There are also more automated solutions available that use database triggers, e.g., Debezium. It is Kafka based and extracts the CDC events from the binary log of the database.

To retrieve the audit data, one must “manually” query the dog_audit_log and join it with the dog table.

Pros:

  • Decoupled Architecture: One of the most significant advantages of trigger-based auditing is its decoupled architecture. It operates independently of your application, providing a non-intrusive auditing solution.

  • Comprehensive Auditing: It captures all changes, not just those initiated within your application. This breadth makes it suitable for auditing data from various sources, ensuring that no change goes unnoticed.

Cons:

  • Not Coupled with Hibernate: Trigger-based auditing is not tightly integrated with Hibernate, which may make it a less convenient choice if your application heavily relies on Hibernate for data management.

  • Cascading Trigger Hell: Be aware of possible side effects of other database operations that could initiate cascading triggers.
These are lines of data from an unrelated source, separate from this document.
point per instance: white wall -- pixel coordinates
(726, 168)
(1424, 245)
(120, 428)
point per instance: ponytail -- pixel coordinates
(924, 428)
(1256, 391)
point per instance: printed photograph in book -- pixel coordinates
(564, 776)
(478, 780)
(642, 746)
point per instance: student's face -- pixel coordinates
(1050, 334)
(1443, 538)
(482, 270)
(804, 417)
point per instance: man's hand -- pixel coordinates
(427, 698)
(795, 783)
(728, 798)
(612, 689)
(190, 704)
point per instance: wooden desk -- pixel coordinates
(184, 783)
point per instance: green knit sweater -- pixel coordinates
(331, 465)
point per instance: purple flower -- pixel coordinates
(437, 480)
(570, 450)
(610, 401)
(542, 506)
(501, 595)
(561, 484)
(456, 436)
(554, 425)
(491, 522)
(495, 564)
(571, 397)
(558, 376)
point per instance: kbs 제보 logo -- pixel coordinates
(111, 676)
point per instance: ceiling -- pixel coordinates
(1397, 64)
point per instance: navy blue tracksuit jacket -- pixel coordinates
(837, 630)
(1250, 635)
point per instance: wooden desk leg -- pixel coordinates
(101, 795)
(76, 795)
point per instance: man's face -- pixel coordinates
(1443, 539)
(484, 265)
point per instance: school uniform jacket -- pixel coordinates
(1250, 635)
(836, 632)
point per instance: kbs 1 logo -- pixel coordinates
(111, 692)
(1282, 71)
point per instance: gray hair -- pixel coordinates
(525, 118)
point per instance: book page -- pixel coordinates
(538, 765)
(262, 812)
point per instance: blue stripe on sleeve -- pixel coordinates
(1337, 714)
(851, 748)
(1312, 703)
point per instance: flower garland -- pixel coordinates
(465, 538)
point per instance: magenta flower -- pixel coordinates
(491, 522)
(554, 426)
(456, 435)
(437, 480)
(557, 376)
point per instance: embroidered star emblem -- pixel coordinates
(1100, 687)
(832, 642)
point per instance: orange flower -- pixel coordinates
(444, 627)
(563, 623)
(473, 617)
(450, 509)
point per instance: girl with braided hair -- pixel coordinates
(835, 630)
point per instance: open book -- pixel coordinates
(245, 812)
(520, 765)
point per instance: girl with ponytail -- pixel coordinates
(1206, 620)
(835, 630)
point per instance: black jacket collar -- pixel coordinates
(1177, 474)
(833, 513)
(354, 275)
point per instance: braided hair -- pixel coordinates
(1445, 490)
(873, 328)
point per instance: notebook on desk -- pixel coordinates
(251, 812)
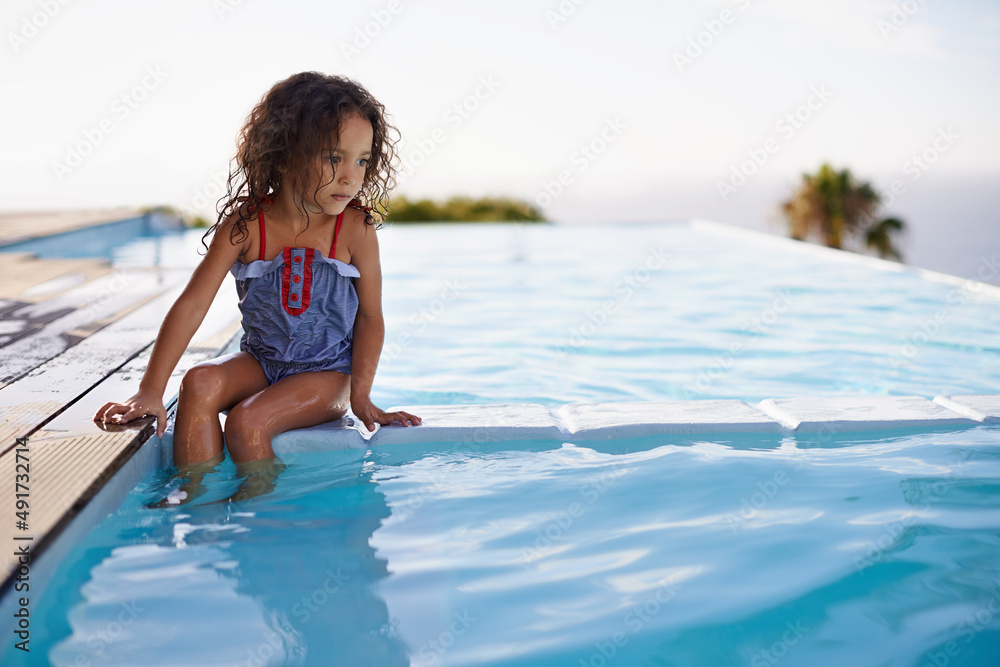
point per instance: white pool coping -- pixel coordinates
(605, 421)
  • Metadata Retrieval Challenges: Extracting metadata can be more challenging. This may require additional effort and customization to achieve the desired results.

Keep it simple: JPA Data

For basic auditing requirements, JPA Data offers a straightforward solution. It enables you to track when an entity was created or modified, providing basic auditing capabilities without the intricacies associated with Hibernate Envers or database triggers. To achieve this, we can use simple annotation provided by JPA Data. Additionally, we need to add the @EnableJpaAuditing annotation to our configuration class. Let’s look at our example dog entity again:

@Entity
@EntityListeners(AuditingEntityListener.class)
public class Dog {

	@Id
	private Long id;

	private String name;

	private Integer height;

	@CreatedDate
	private Instant createdAt;

	@CreatedBy
	private String createdBy;

	@LastModifiedDate
	private Instant modifiedAt;

	@LastModifiedBy
	private String modifiedBy;

	//Getters and setters

}

We simply implement four more attributes in our entity which track when and by whom it was created or modified. In contrast to Envers and trigger-based solutions, these attributes are not saved in a separate table and do not include a snapshot of the previous state. That means that JPA Data does not keep a history of revisions of your entity anywhere, only when and by whom the current version was created or last edited. While this solution does not offer the level of customization provided by hibernate, it is possible to extend or modify its capabilities by, e.g., modifying the used EntityListener. Since we do not save snapshots of an entity, we can only query the current entity object, including when and by whom it was modified last or created.

Pros:

  • Simplicity: JPA Data shines in its simplicity. It’s easy to set up and use, making it an excellent fit for projects with basic auditing requirements.

  • Performance: Due to its lightweight nature, JPA Data introduces minimal performance overhead, ensuring that your application’s performance remains largely unaffected.

Cons:

  • Limited Auditing Features: JPA Data, while simple and lightweight, offers only basic auditing capabilities. It is suitable for straightforward use cases but falls short when it comes to more advanced auditing requirements.

  • Inability to Capture Delete Operations: JPA Data does not capture delete operations, limiting its effectiveness in comprehensive auditing scenarios where tracking deletions is essential.

Conclusion

In conclusion, selecting the right auditing approach depends, as always, on your project’s specific requirements and priorities.

Hibernate Envers offers seamless integration, keeping you firmly in the Java world, but it comes with potential performance overhead.

Trigger-based auditing is the go-to-choice for capturing changes from various sources, but its setup may be more complex, and it lacks tight integration with Hibernate.

JPA Data is ideal for basic auditing needs, prioritizing simplicity and minimal performance impact. However, it may not suffice for advanced auditing scenarios.